Hiroshima, Nagasaki eye joint 2020 Games bid
広島と長崎、2020年五輪共同招致を目指す

 核攻撃を受けたただ二つの都市、日本の広島市と長崎市が2020年の五輪開催の共同招致を検討している。
 300km以上離れた日本の両市は招致実現によって核廃絶の動きに弾みをつけたいとしている。
 2016年の五輪招致の東京の失敗があり、さらに世界に “よりよい将来への希望” を与え、核武装解除を求めて懸命に努力していることに対して、アメリカ合衆国大統領、Barack Obama 氏へノーベル平和賞が授賞されるという驚きのできごとの後、この同意が浮上した。
 「これはオバマ大統領や政府間の話し合いだけに任せておくべき問題ではありません」と田上富久長崎市長は日曜日の記者会見で訴えた。
 「我々一人一人がこの問題で果たす役割を持っており、オリンピックを招致開催することは被爆都市としての役割の一つとなり得るでしょう。招致の可能性を探ってゆきたいと思っています」
 広島、長崎、および他の支援都市による共同開催での2020年五輪招致の実現可能性を検証する委員会の設置について両市ですでに合意していると当局は発表した。
 広島市の秋葉忠利市長は両都市間の距離は招致への障壁とはならないだろうと述べた。
 「両市間は飛行機で行けば30分余りしかかかりません」と、彼は言う。

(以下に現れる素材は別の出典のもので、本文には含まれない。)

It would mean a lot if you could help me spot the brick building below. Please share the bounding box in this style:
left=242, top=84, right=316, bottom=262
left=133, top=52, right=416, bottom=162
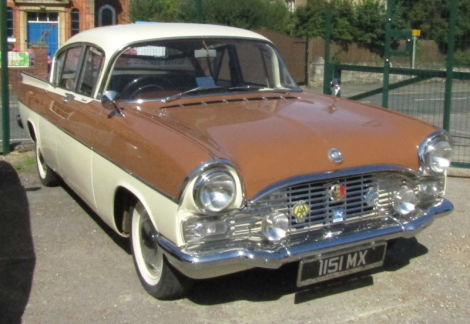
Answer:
left=7, top=0, right=130, bottom=56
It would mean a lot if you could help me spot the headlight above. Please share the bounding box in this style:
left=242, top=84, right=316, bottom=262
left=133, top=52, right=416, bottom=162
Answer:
left=194, top=169, right=236, bottom=213
left=420, top=133, right=452, bottom=174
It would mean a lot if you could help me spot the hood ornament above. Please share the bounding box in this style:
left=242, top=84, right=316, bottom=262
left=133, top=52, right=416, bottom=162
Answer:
left=328, top=148, right=343, bottom=163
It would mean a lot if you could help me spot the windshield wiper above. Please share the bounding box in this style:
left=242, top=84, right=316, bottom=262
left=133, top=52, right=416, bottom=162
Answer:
left=162, top=87, right=227, bottom=102
left=162, top=85, right=293, bottom=102
left=228, top=85, right=292, bottom=93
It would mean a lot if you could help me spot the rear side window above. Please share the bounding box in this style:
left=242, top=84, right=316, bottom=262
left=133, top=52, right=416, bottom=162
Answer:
left=55, top=45, right=104, bottom=97
left=77, top=46, right=104, bottom=96
left=56, top=46, right=83, bottom=91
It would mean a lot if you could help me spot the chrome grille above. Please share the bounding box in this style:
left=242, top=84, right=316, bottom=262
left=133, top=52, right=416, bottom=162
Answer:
left=183, top=172, right=417, bottom=248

「地理的には離れているかも知れませんが、移動時間で見ると、そんなに遠くはないのです」
 1964年にアジアで最初の都市としてオリンピックを開催した東京は2016年の五輪招致合戦でリオデジャネイロに敗れたばかりである。

以前より広島市の秋葉市長の口から
広島でオリンピックをとの「夢」が聞こえてはきていたものの、
今回の2020年夏季五輪招致へ向けての広島・長崎の姿勢は、
多くの人たちにとって突然の話として受け止められたことだろう。
オバマ大統領のノーベル平和賞受賞で、
オバマジョリティ推進にさらに拍車がかかったことから
両市の間で一気に話が進んだと思われる。
確かに世界のスポーツの祭典が、
唯一の被爆2都市で行われることの世界へ向けての
発信力は大きく、核廃絶への流れが急加速する可能性はある。
しかし、国威発揚の舞台と化し、
ど派手で商業主義に支配された現在の形でのオリンピックを
この両都市で開催することは100%(といっていいのか?)
不可能である。

1994年、広島市で行われた第12回アジア競技大会は、
広島市によれば成功裡に終わったそうだが、
はたして事実はどうなのだろうか?
被爆都市広島から、どれだけアジア諸国に核の脅威や悲惨さを
そして核廃絶の重要性を発信できていただろうか?
広島県民以外の国民で、その年、あの競技大会が
広島で行われたことを一体どれだけの人が覚えているだろうか?
(最初から知らない人もいるだろう)
また、あの大会での莫大な財政支出がいまだに広島市の
財政状況に負の影響を残していることも忘れてはならない。
巨額の支出をして大会のために準備された都市基盤の整備も
結局は不十分なままで終わっており、
諸処の設備がいまだに十分機能していないのが現状である。
オリンピック招致を思いつき、発表に踏み切る前に
やっておくことがあったはずである。
それはアジア競技大会を広島で開催したことの意義についての
検証である。
広島市民はあの大会が終了して以降、
その話題に接することはほとんどなかったのである。
オリンピックが今の姿では両市での開催の意味は薄い。
オリンピックがその原点に戻り、多くの利権を排除し
簡素な施設であっても各国の選手が競技に専心できることを
第一に考えること。
そして、観衆は競技に熱中するとともに、
世界平和を願い、核廃絶への強い想いを共有し、
それを世界に発信するという気持ちが自然に湧き起こる、
そんなオリンピックへの変貌を遂げるならば、
広島・長崎で開催される意義は大きいと言えるだろう。